So among the integers up to \(100\), exactly \(61\) have no squared prime factor, \(36\) have exactly one squared prime factor, and \(3\) have exactly two. The total \(61+36+3=100\) is a useful consistency check.

How the Code Works

The C++, Python, and Java implementations all begin by setting the limit to \(\lfloor\sqrt{N}\rfloor=10^8\), because every relevant squarefree \(d\) must satisfy \(d^2\le N\). They generate all primes up to that bound and then fill two compact arrays over \(1\le d\le 10^8\): one stores how many distinct prime divisors each \(d\) has, and the other records whether \(d\) is squarefree.

After that preprocessing phase, the implementation scans all \(d\le \sqrt{N}\). Whenever \(d\) is squarefree, it adds \(\left\lfloor N/d^2\right\rfloor\) to the bucket corresponding to \(\omega(d)\). Consecutive values of \(d\) that share the same quotient \(\left\lfloor N/d^2\right\rfloor\) are handled together, so the expensive division work is reused across whole blocks instead of repeated blindly for every bound adjustment.

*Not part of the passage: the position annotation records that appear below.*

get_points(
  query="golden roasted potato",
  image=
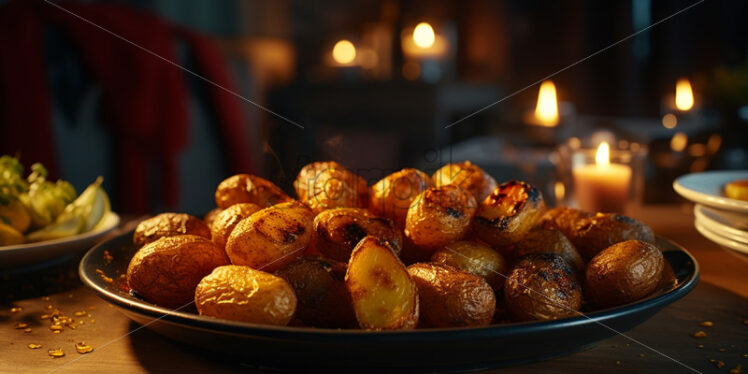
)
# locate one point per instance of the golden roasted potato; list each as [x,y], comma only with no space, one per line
[477,259]
[319,285]
[623,272]
[392,195]
[449,297]
[166,271]
[337,231]
[308,175]
[542,287]
[337,187]
[240,293]
[168,224]
[468,176]
[211,216]
[272,237]
[383,294]
[227,219]
[439,216]
[602,230]
[245,188]
[508,213]
[542,240]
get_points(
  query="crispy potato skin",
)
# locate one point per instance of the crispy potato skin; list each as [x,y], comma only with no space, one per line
[335,188]
[452,298]
[227,219]
[542,287]
[240,293]
[468,176]
[542,240]
[439,216]
[323,300]
[477,259]
[271,238]
[383,294]
[602,230]
[337,231]
[168,224]
[623,272]
[392,195]
[165,272]
[508,213]
[245,188]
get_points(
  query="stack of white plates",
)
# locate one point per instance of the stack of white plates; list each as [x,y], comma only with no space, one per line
[720,219]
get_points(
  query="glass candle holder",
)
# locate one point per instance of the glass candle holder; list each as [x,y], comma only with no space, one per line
[600,176]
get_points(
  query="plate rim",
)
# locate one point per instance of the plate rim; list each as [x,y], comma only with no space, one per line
[716,201]
[194,321]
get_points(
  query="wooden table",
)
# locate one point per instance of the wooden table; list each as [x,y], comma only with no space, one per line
[721,297]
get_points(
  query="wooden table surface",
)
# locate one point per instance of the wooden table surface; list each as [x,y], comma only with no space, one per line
[721,297]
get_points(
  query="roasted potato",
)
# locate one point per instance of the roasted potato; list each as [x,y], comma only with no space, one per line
[245,188]
[319,285]
[334,188]
[542,240]
[623,272]
[477,259]
[211,216]
[227,219]
[337,231]
[508,213]
[240,293]
[468,176]
[542,287]
[166,271]
[308,175]
[439,216]
[168,224]
[449,297]
[383,294]
[272,237]
[602,230]
[392,195]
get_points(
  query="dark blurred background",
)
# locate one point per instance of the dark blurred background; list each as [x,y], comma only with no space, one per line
[87,103]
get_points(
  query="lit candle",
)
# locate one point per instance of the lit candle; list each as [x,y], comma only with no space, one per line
[604,186]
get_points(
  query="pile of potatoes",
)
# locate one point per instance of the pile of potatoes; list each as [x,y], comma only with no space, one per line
[452,250]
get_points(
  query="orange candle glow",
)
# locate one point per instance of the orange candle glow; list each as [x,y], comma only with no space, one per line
[603,186]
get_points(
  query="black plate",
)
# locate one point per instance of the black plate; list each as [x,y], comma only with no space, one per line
[445,349]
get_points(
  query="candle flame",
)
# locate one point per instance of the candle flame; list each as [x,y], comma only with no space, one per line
[423,35]
[683,94]
[602,156]
[344,52]
[546,111]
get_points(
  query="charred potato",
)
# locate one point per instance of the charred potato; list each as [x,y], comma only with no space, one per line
[165,272]
[334,188]
[623,272]
[168,224]
[468,176]
[272,237]
[227,219]
[240,293]
[542,240]
[337,231]
[542,287]
[392,195]
[439,216]
[508,213]
[245,188]
[477,259]
[602,230]
[383,294]
[452,298]
[323,300]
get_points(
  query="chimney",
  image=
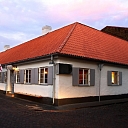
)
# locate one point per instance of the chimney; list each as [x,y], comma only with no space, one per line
[6,47]
[46,29]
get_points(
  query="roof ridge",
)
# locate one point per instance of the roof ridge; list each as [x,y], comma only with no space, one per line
[66,39]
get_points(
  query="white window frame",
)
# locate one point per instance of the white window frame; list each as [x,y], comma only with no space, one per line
[116,78]
[88,77]
[29,76]
[17,76]
[45,68]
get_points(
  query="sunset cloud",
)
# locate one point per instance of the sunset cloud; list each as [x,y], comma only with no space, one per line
[22,20]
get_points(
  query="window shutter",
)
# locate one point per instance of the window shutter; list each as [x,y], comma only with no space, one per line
[21,76]
[0,76]
[36,76]
[3,77]
[92,76]
[50,75]
[75,76]
[109,77]
[120,78]
[32,76]
[12,77]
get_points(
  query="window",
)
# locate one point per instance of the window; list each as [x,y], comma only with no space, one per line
[17,77]
[114,78]
[83,76]
[0,76]
[43,75]
[28,76]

Once the aggregated buckets \(A_r(N)\) are available, the implementation builds a tiny Pascal triangle of binomial coefficients and applies the inversion formula above to recover the exact values \(C_k(N)\). Finally, it multiplies all positive counts modulo \(10^9+7\). The C++ implementation also verifies several small checkpoints such as \(N=10,100,10^3,\dots,10^8\) and confirms that the recovered buckets sum back to \(N\).

Complexity Analysis

Let \(L=\lfloor\sqrt{N}\rfloor\). The sieve phase and the marking of multiples and square-multiples take \(O(L\log\log L)\) time in the standard sieve model and \(O(L)\) memory. The accumulation pass over \(d\le L\) is \(O(L)\), and the binomial inversion is constant-time because only a fixed number of buckets can be nonzero. For the target input \(N=10^{16}\), this means working up to \(L=10^8\): large, but still feasible for a one-shot optimized computation.

Footnotes and References

1. Problem page: https://projecteuler.net/problem=632
2. Square-free integer: Wikipedia — Square-free integer
3. Binomial transform and inversion: Wikipedia — Binomial transform
4. Inclusion-exclusion principle: Wikipedia — Inclusion-exclusion principle
5. Prime omega function: Wikipedia — Prime omega function